Phase One: Indicators
The indicators that I feel the most comfortable using are RSI, MACD, Moving Average, and Bollinger Bands; therefore, I will research each to understand its limitation and how it was created. Below I will put a summary of my findings for my own referencing in the future. Of course, as time progresses, one or more of the indicators may be replaced.
Moving average (MA)
Combines price points over a specific time frame and divides them by the number of data points to create a trend line. Even though there are three types, simple moving average, weighted moving average, and exponential moving average, I look to stick with the simple moving average in the 20,50- and 200-time frames. This is because I mainly use it to determine the support and resistance and determine when the current trend may reverse when two or more of them cross.
Does not consider the change in fundamental factors like competition.

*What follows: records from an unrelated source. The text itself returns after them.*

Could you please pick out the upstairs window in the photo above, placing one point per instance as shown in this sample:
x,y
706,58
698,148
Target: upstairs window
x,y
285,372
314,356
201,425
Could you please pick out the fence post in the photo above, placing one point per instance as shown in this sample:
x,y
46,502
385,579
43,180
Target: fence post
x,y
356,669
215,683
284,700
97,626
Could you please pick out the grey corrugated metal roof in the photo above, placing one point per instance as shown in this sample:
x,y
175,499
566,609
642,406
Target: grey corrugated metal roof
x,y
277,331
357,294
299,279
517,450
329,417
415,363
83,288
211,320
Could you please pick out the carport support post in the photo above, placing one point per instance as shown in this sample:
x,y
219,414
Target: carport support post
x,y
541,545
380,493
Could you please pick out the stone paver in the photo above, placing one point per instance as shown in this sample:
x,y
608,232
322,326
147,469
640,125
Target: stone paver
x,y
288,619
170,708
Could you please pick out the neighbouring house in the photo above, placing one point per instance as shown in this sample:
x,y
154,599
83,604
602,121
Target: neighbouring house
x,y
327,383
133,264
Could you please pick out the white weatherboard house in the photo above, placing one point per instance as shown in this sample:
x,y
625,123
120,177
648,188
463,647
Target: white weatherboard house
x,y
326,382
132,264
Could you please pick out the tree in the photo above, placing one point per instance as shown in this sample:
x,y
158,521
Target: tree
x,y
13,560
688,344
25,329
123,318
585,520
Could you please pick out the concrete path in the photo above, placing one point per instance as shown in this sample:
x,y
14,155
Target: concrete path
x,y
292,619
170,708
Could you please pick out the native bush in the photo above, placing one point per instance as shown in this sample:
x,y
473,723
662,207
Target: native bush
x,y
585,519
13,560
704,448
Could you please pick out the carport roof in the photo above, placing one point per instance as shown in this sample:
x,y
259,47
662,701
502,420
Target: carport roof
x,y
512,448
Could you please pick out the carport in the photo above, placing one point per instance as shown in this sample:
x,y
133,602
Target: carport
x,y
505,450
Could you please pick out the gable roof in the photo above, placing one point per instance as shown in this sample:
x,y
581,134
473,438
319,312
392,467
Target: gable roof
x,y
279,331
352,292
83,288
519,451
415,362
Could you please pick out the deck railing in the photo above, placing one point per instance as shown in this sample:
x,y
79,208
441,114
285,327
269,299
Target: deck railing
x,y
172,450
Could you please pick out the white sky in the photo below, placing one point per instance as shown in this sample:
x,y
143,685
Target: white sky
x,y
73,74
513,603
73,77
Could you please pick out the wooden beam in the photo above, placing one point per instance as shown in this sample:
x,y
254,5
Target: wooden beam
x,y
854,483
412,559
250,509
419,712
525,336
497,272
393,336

It cannot be applied to all markets due to the difference in asset price history and volatility.
The trend can be different depending on the time frame.
The simple moving average does not weigh the more recent price movement more than past price movement.
It does not work well when a stock is very volatile.
Moving average convergence divergence (MACD)
Compares two moving averages to determine a change in momentum. If two moving averages are coming together, then momentum decreases, but if they are moving apart, then momentum is increasing.
Because it is a lagging indicator, it could lead to being whipsawed in and out of positions.
Uses dollar value between two moving averages instead of the percentage difference.
Provides a range within which the price of an asset typically trades. The width of the bands determines an increase or decrease in volatility. Shorter width would indicate lower volatility, while larger bands would indicate high volatility.
They will not predict the market move as they are a lagging indicator.
It does not indicate when selling or buying pressure will end.
Relative strength index (RSI)
Determines when a possible dangerous price movement may occur by considering the price change. For example, over 70 would indicate that a security is becoming overbought, while a reading below 30 would indicate oversold.
Provides false signals during the trending zone.
Ignores volume completely during key reversal levels.